Private Facebook Groups can be the most fun places to exist online, but they can also be a little dangerous.
THE “Are we with the same guy?” Facebook group is a page designed for women who date men to get references on their male partners, warn other women of “red flags” and see if they are dating the same man. But this page is a lot less fun if you’re one of the guys. So much less fun than one of the guys mentioned above suing.
Nikko D’Ambrosio, a Chicago man, is suing 27 women, one man and multiple social media platforms, including Meta for “false and defamatory statements”. While the Facebook group describes itself as a “red flag awareness group across the country where women can empower each other and protect each other from toxic men,” the Facebook group complaint filed last week in U.S. District Court for the Northern District of Illinois alleges that it maintains “a platform for women to anonymize, defame and attack the moral character of men they have met online.”
D’Ambrosio went on a few dates and had consensual sex with one defendant — a relationship the complaint describes as “trivial.” She posted it in the group to ask other women for information. In response, some women called him “very clingy” and a “psychopath.” One woman said they dated but he ghosted her after they slept together. He and his lawyers asked the defendant to delete the post, which she did. But, according to the complaint, she reposted it under an anonymous handle.
He’s seeking $75,000 and also wants to stop the defendants from continuing to publish “Are We Dating the Same Guy?” in the newspaper. The Facebook page, Business Insider reported.

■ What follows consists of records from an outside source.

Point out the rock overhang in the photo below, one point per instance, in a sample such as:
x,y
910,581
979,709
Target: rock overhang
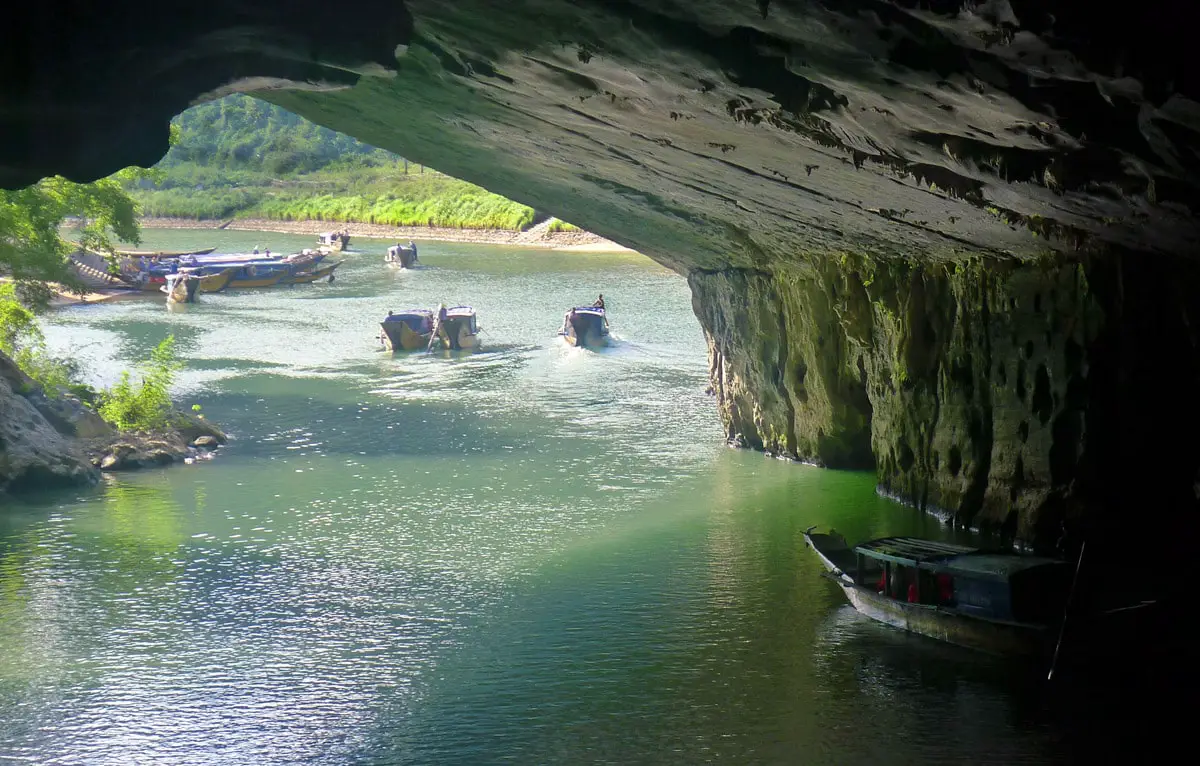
x,y
708,135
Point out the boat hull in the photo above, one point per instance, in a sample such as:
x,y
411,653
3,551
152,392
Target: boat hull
x,y
305,277
216,282
586,329
258,281
455,335
403,257
936,622
399,336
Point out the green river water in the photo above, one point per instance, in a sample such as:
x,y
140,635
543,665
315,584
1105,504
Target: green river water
x,y
531,554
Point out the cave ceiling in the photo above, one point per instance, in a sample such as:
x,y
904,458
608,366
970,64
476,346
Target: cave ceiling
x,y
705,133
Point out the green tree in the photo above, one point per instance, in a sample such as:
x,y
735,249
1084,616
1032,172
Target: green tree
x,y
33,249
145,406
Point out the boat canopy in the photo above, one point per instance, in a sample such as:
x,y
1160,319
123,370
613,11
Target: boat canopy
x,y
991,585
995,566
396,316
911,551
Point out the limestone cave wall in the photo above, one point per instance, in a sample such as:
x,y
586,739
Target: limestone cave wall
x,y
1014,395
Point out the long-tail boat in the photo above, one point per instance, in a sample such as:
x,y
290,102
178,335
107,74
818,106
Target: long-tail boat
x,y
1001,603
456,328
586,325
312,275
407,330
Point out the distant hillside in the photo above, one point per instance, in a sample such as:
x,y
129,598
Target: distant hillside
x,y
240,157
244,133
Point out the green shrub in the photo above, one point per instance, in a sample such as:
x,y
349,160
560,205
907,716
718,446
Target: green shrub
x,y
148,406
22,340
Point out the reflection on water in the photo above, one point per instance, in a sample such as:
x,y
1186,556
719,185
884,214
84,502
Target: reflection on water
x,y
531,554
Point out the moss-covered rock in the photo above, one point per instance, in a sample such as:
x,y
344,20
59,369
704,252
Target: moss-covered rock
x,y
1000,392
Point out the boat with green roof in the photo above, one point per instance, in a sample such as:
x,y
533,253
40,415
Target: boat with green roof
x,y
997,602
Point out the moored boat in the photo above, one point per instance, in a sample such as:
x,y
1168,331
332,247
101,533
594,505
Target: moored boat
x,y
161,253
312,275
586,325
995,602
253,276
181,287
216,282
456,328
407,330
336,241
402,255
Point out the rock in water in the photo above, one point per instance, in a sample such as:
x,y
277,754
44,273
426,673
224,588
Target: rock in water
x,y
33,453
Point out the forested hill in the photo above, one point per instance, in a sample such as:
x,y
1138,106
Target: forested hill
x,y
240,132
240,157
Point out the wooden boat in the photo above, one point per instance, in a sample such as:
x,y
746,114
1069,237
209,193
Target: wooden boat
x,y
162,253
251,277
305,277
181,287
586,325
216,282
405,256
994,602
148,282
407,330
456,328
336,241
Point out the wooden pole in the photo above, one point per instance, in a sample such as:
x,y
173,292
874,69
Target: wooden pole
x,y
1062,628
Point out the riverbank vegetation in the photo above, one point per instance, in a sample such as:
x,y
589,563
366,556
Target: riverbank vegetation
x,y
147,405
240,157
35,247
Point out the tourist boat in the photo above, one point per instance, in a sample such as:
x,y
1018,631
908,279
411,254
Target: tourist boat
x,y
216,282
181,287
456,328
312,275
996,602
407,330
255,276
336,241
402,255
156,253
586,325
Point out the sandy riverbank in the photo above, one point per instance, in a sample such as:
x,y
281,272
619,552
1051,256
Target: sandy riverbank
x,y
538,237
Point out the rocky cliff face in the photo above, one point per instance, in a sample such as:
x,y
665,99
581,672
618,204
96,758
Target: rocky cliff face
x,y
35,454
949,239
1009,395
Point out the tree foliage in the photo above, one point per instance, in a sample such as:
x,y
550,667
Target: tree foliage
x,y
33,250
21,337
145,406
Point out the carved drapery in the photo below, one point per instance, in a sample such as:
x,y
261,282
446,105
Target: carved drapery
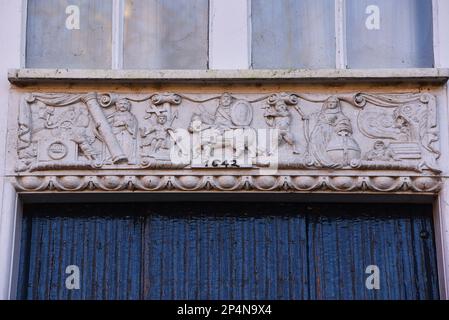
x,y
281,141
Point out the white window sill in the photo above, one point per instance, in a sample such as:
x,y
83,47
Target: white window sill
x,y
24,77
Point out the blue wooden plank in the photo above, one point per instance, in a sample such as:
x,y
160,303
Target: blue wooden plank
x,y
212,252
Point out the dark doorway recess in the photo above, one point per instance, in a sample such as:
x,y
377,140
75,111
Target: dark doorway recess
x,y
228,250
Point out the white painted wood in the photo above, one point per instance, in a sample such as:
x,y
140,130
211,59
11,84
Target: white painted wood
x,y
117,33
340,34
441,207
229,45
441,29
11,37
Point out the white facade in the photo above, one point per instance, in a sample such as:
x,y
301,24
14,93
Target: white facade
x,y
229,55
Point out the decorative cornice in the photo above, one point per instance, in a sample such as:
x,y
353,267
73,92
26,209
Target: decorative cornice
x,y
23,77
230,183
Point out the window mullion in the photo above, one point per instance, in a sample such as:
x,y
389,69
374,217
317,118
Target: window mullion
x,y
118,12
340,34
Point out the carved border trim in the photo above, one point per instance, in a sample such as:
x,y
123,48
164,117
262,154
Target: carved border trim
x,y
228,183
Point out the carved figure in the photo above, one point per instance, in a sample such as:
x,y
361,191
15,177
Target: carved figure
x,y
380,152
156,138
278,117
125,128
72,125
330,141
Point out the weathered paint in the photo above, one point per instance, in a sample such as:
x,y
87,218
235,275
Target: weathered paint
x,y
215,250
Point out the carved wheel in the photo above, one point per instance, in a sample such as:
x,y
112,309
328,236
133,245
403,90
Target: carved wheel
x,y
242,113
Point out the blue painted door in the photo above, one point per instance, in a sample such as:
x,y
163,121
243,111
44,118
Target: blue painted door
x,y
213,250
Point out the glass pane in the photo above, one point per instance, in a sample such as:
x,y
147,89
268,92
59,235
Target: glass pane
x,y
69,34
389,34
293,34
161,34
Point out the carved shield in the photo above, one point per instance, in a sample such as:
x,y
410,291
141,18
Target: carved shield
x,y
242,113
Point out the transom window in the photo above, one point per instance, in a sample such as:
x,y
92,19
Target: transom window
x,y
175,34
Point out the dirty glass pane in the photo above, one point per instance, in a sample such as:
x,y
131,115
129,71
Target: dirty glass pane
x,y
293,34
389,34
162,34
69,34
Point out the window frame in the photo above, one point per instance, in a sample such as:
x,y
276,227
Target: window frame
x,y
241,57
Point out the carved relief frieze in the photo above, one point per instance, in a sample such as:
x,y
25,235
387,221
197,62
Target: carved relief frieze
x,y
279,131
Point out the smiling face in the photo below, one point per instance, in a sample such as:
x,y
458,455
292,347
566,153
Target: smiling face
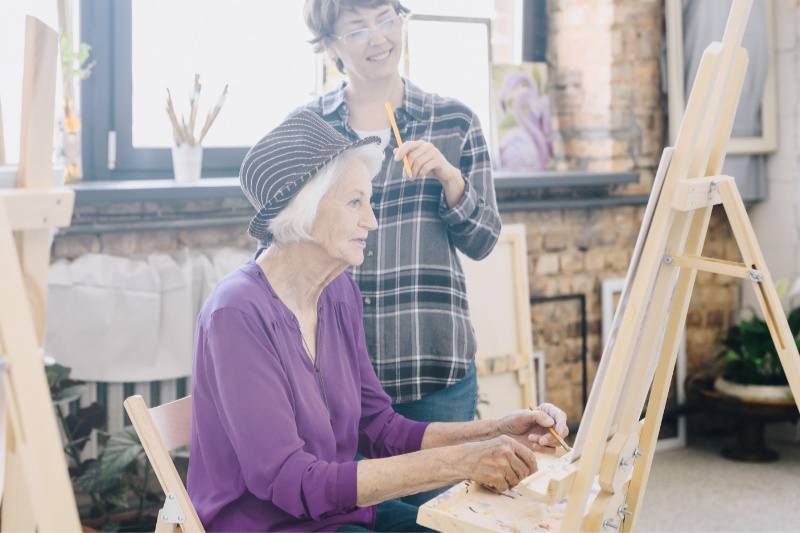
x,y
377,57
344,216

No one outside the group is ever supposed to know about what’s going on inside the group – but, since this is the Internet, that didn’t stop them. Nothing said in these messages is verifiable, and as we know, the messages themselves can have an effect on a person’s reputation, which, as Mashable previously reported, “seems be the problem, for better or worse.
It’s unclear exactly how this lawsuit will play out, but it will be interesting to see who will be held accountable for what is said in private online groups – and what kind of effect it will have on public speech and security on the social networks.